Samsung ha confermato che la funzionalità sarà disponibile questa settimana per i modelli Galaxy S26, Galaxy S26+ e Galaxy S26 Ultra, integrata direttamente in Android Quick Share. Altri modelli della gamma Samsung riceveranno il supporto in un secondo momento, anche se non è stata comunicata una data precisa.
Come funziona e cosa serve per usarlo
Il meccanismo è piuttosto semplice, ma c’è un passaggio fondamentale da non dimenticare. La funzione è disattivata di default, sia lato Samsung che lato iPhone. Per ricevere file da un Galaxy S26, chi usa un iPhone dovrà attivare la modalità “Tutti per 10 minuti” nelle impostazioni di AirDrop.

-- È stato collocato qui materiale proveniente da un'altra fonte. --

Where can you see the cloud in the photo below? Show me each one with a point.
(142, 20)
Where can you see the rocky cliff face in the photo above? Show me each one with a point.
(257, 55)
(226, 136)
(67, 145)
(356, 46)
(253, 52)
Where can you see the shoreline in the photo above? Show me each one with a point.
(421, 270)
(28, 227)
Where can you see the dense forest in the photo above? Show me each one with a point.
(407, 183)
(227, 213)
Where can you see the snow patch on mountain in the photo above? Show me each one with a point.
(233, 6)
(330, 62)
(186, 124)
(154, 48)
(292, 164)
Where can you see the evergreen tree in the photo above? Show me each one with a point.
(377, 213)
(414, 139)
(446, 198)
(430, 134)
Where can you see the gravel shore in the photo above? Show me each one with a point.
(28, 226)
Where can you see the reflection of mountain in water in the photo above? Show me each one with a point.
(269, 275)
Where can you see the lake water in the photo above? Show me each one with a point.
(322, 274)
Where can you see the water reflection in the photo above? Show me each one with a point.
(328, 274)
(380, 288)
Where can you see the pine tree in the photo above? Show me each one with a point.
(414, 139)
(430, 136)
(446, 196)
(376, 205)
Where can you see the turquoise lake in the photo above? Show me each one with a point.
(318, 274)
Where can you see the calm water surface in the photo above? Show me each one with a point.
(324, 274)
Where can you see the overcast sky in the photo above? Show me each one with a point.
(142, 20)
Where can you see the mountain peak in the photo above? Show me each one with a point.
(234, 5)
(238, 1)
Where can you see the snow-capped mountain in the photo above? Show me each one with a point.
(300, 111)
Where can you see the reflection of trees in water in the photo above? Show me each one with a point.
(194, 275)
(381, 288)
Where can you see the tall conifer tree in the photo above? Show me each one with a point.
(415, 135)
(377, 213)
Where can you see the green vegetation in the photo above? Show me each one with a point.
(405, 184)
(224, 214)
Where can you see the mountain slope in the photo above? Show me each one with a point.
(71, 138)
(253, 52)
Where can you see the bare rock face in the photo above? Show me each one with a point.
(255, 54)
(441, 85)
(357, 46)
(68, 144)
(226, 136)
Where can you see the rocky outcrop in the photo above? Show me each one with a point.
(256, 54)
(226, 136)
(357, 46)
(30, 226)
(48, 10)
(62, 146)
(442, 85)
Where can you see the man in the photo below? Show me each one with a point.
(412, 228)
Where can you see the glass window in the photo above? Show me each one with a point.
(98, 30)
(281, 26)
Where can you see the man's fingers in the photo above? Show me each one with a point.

Questa opzione consente a qualsiasi dispositivo nelle vicinanze di comunicare con il proprio iPhone per un breve lasso di tempo, dopodiché il sistema torna automaticamente alla modalità “Solo contatti”.
Una volta accettata la richiesta, il trasferimento avviene in modo praticamente identico a quello tra due dispositivi Apple: documenti e immagini vengono consegnati in modalità wireless, senza complicazioni. Niente di rivoluzionario dal punto di vista dell’esperienza utente, ma il fatto che funzioni tra Android e iOS è comunque un bel passo avanti.
Apple approva? Non ufficialmente, ma quasi
Qui la faccenda si fa interessante. Apple non ha mai dichiarato apertamente di supportare questa integrazione. Il tutto si basa su una sorta di scappatoia tecnica che permette ad AirDrop di funzionare come una rete peer to peer generica per un periodo limitato. Apple potrebbe bloccare questa possibilità in qualsiasi momento, eppure non sembra intenzionata a farlo.
Anzi, con l’aggiornamento iOS 26.2 rilasciato a dicembre, sembra aver dato un’approvazione silenziosa. È stato introdotto un codice PIN simile a quello utilizzato per l’abbinamento con Apple TV, che compare quando si usa AirDrop con qualcuno che non è nella propria lista contatti. Una volta confermato il codice, i dispositivi possono comunicare per 30 giorni prima di dover ripetere la verifica.
Dal canto suo, Google ha dichiarato che la funzione è stata sviluppata “con gli stessi rigorosi standard di sicurezza applicati a tutti i prodotti Google” e che rappresenta “solo il primo passo verso una condivisione fluida tra piattaforme diverse”. Insomma, chi possiede un iPhone non dovrebbe preoccuparsi per la propria sicurezza.
Per chi usa un Samsung Galaxy S26 in un contesto dove tutti hanno un iPhone, questa novità cambia parecchio le cose. Basta chiedere al destinatario di attivare la condivisione per 10 minuti, e il gioco è fatto. Niente più email a sé stessi o link condivisi su WhatsApp solo per passare una foto.